Step 2: TokenBridge repo preparation

  1. Installation procedure of new oracle involves running an ansible playbook from your local computer. Ansible will connect to new server, install required dependencies, code of the oracle and start bridge service. To use ansible, you first need to install required dependencies and ansible itself on your local computer. They can be found here.

  2. After all the prerequisites are installed, download code of the new oracle to your local computer:

    git clone --recursive https://github.com/poanetwork/tokenbridge
    cd tokenbridge/deployment

Step 3: Getting the last processed block numbers

  1. Connect to your current bridge validator node.

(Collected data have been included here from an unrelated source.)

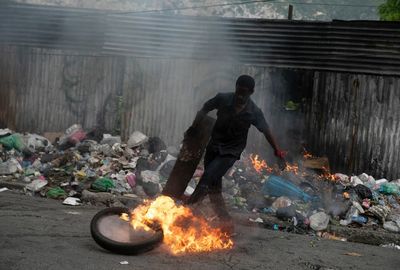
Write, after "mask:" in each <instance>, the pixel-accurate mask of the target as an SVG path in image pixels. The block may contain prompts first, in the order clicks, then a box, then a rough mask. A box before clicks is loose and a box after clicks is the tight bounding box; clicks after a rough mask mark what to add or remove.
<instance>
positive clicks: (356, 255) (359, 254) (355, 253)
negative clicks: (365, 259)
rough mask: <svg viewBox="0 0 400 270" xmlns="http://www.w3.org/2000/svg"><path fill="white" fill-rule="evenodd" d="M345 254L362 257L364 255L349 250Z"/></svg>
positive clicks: (356, 252)
mask: <svg viewBox="0 0 400 270" xmlns="http://www.w3.org/2000/svg"><path fill="white" fill-rule="evenodd" d="M344 255H347V256H353V257H361V256H362V255H361V254H360V253H357V252H347V253H345V254H344Z"/></svg>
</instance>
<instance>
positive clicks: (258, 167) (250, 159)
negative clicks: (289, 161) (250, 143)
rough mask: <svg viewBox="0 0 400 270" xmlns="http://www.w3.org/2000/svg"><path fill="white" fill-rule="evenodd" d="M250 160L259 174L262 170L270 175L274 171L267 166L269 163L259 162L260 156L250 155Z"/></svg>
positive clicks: (254, 168)
mask: <svg viewBox="0 0 400 270" xmlns="http://www.w3.org/2000/svg"><path fill="white" fill-rule="evenodd" d="M250 160H251V163H252V164H253V167H254V169H255V170H256V171H257V172H258V173H261V171H262V170H265V171H267V172H269V173H271V172H272V171H273V168H271V167H269V166H268V165H267V162H265V160H259V159H258V155H253V154H251V155H250Z"/></svg>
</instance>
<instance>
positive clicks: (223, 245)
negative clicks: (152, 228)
mask: <svg viewBox="0 0 400 270" xmlns="http://www.w3.org/2000/svg"><path fill="white" fill-rule="evenodd" d="M131 215H132V218H131V219H129V216H128V214H122V215H121V219H123V220H126V221H130V223H131V226H132V227H133V228H134V229H139V228H140V229H144V230H147V231H149V230H151V229H150V227H149V226H148V224H159V225H160V226H161V228H162V230H163V233H164V243H165V244H166V245H167V246H168V248H169V249H170V251H171V252H172V253H173V254H182V253H185V252H189V253H194V252H206V251H212V250H222V249H231V248H232V247H233V241H232V240H231V239H230V237H229V236H228V235H226V234H225V233H223V232H222V231H221V230H220V229H217V228H212V227H211V226H210V225H209V224H208V223H207V221H206V219H204V218H201V217H196V216H195V215H194V214H193V212H192V210H191V209H190V208H188V207H185V206H183V205H177V204H176V203H175V202H174V200H173V199H171V198H170V197H167V196H160V197H158V198H156V199H155V200H154V201H146V202H145V203H144V204H143V205H140V206H139V207H137V208H135V209H134V210H133V211H132V213H131Z"/></svg>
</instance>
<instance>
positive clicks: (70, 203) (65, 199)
mask: <svg viewBox="0 0 400 270" xmlns="http://www.w3.org/2000/svg"><path fill="white" fill-rule="evenodd" d="M63 204H66V205H73V206H76V205H81V204H82V203H81V200H80V199H79V198H75V197H68V198H66V199H65V200H64V201H63Z"/></svg>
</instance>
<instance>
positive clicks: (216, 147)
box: [202, 93, 269, 159]
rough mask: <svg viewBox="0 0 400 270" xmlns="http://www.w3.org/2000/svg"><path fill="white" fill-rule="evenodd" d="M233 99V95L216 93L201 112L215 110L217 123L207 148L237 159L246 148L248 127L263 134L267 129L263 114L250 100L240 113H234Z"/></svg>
mask: <svg viewBox="0 0 400 270" xmlns="http://www.w3.org/2000/svg"><path fill="white" fill-rule="evenodd" d="M234 98H235V94H234V93H218V94H217V95H216V96H215V97H214V98H212V99H210V100H208V101H207V102H206V103H205V104H204V105H203V108H202V110H203V111H204V112H209V111H212V110H215V109H216V110H217V121H216V122H215V125H214V129H213V131H212V134H211V140H210V142H209V143H208V146H207V148H208V149H209V150H213V151H218V152H219V154H220V155H234V156H236V157H237V158H238V159H239V158H240V154H241V153H242V152H243V150H244V148H245V147H246V143H247V134H248V132H249V128H250V125H254V126H255V127H256V128H257V129H258V130H259V131H260V132H263V133H264V132H266V131H267V130H268V129H269V127H268V124H267V122H266V121H265V118H264V114H263V113H262V111H261V110H260V108H258V107H257V105H256V104H255V103H254V102H253V101H252V100H251V99H249V101H248V102H247V104H246V106H245V108H244V109H243V110H242V111H240V112H239V113H236V112H235V104H234Z"/></svg>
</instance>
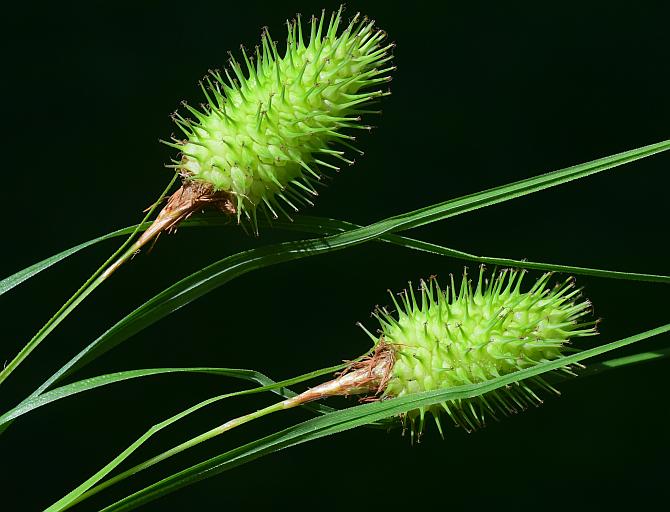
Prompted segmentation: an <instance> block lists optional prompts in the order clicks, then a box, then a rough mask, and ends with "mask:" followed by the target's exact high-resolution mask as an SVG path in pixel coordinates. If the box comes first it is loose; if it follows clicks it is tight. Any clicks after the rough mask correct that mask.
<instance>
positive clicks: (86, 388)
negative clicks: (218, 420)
mask: <svg viewBox="0 0 670 512" xmlns="http://www.w3.org/2000/svg"><path fill="white" fill-rule="evenodd" d="M344 366H345V365H339V366H334V367H332V368H325V369H324V370H319V371H317V372H313V373H310V374H307V375H309V376H310V377H309V378H314V377H318V376H320V375H323V374H325V373H332V372H334V371H337V370H340V369H342V368H344ZM166 373H208V374H213V375H220V376H222V377H233V378H236V379H244V380H248V381H253V382H257V383H259V384H261V385H263V386H267V385H273V386H274V384H275V382H274V381H273V380H271V379H270V378H269V377H266V376H265V375H263V374H262V373H259V372H257V371H254V370H244V369H237V368H148V369H142V370H129V371H125V372H117V373H110V374H107V375H100V376H97V377H91V378H88V379H84V380H80V381H77V382H73V383H72V384H67V385H65V386H61V387H59V388H56V389H53V390H51V391H48V392H46V393H43V394H41V395H38V396H35V397H32V398H29V399H27V400H25V401H23V402H21V403H20V404H19V405H17V406H16V407H15V408H14V409H12V410H10V411H9V412H7V413H5V414H3V415H2V416H0V426H1V425H3V424H5V423H7V422H9V421H12V420H14V419H15V418H18V417H19V416H22V415H24V414H26V413H28V412H30V411H33V410H35V409H37V408H39V407H42V406H44V405H47V404H50V403H52V402H55V401H56V400H61V399H63V398H67V397H70V396H73V395H76V394H79V393H83V392H84V391H91V390H93V389H96V388H99V387H102V386H108V385H110V384H115V383H118V382H124V381H127V380H132V379H137V378H141V377H150V376H153V375H161V374H166ZM303 377H305V376H301V377H300V378H303ZM297 382H302V381H297ZM287 393H288V394H287ZM281 394H282V396H287V397H289V396H293V395H294V394H293V393H292V392H290V391H288V390H283V391H281ZM328 409H329V410H330V408H328Z"/></svg>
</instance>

  2. Stop the bridge docker containers:

    sudo docker ps -q -f "name=oracle_bridge" | xargs sudo docker stop
  3. Connect to the redis container:

    sudo docker exec -it oracle_redis_1 /bin/bash

    A new shell should appear, which is a shell running inside redis docker container. Shell prompt should look similar to this now:

    root@redis:/data#
  4. Connect to redis database via cli

    redis-cli

    shell prompt should change one more time to something like this:

    127.0.0.1:6379>
  5. Get the list of all entries in the database:

    keys *

    You should get output similar to this one (order may differ):

    1) "erc-native-signature-request:lastProcessedBlock"
    2) "foreign:nonce"
    3) "erc-native-collected-signatures:lastProcessedBlock"
    4) "erc-native-affirmation-request:lastProcessedBlock"
    5) "erc-native-half-duplex-transfer:lastProcessedBlock"
    6) "home:nonce"
    7) "erc-native-transfer:lastProcessedBlock"
  6. Run the following commands one-by-one to get current values of all *-request:lastProcessedBlock entries and copy the output somewhere, because we’ll need it later

    get "erc-native-signature-request:lastProcessedBlock"
    get "erc-native-affirmation-request:lastProcessedBlock"
  7. Run exit twice to get out of both the redis cli shell and redis container shell. You should now be back to the bash prompt on your current server.

  8. Stop current bridge service

    sudo service poabridge stop

Step 4: New oracle deployment

You should still be in the .../tokenbridge/deployment folder of your local computer.

  1. Create and open hosts.yml configuration file in your favourite text editor.

  2. Paste the following into this file

    ---
    dai:
     children:
       oracle:
         hosts:
           1.1.1.1:
             ansible_user: ubuntu
             ORACLE_VALIDATOR_ADDRESS_PRIVATE_KEY: "..."
             syslog_server_port: "udp://logs5.papertrailapp.com:33240"
             ORACLE_HOME_START_BLOCK: 6123456
             ORACLE_FOREIGN_START_BLOCK: 8123456

    Please check that whitespaces were pasted correctly! Padding is important in this configuration file.

  3. Set values of the following configuration options:

    • 1.1.1.1: replace it with real IP address of your new server

    • ansible_user: change this to your username from the step 1 if it differs from ubuntu

    • ORACLE_VALIDATOR_ADDRESS_PRIVATE_KEY: your private key (this value must be 64 characters long)

    • ORACLE_HOME_START_BLOCK: use the value you get from the erc-native-signature-request:lastProcessedBlock redis key

    • ORACLE_FOREIGN_START_BLOCK: use value from erc-native-affirmation-request:lastProcessedBlock

  4. Modify group_vars/dai.yml to reflect your own URL for COMMON_FOREIGN_RPC_URL. Also it makes sense to have a reasonable value for ORACLE_FOREIGN_RPC_POLLING_INTERVAL which should be slightly greater or equal of the average block mining time (e.g. for the Ethereum Mainnet it could be 15).

  5. Launch the playbook

    ansible-playbook -i hosts.yml site.yml

    Playbook should complete without errors. In this case new oracle service is started automatically and upgrade procedure is finished.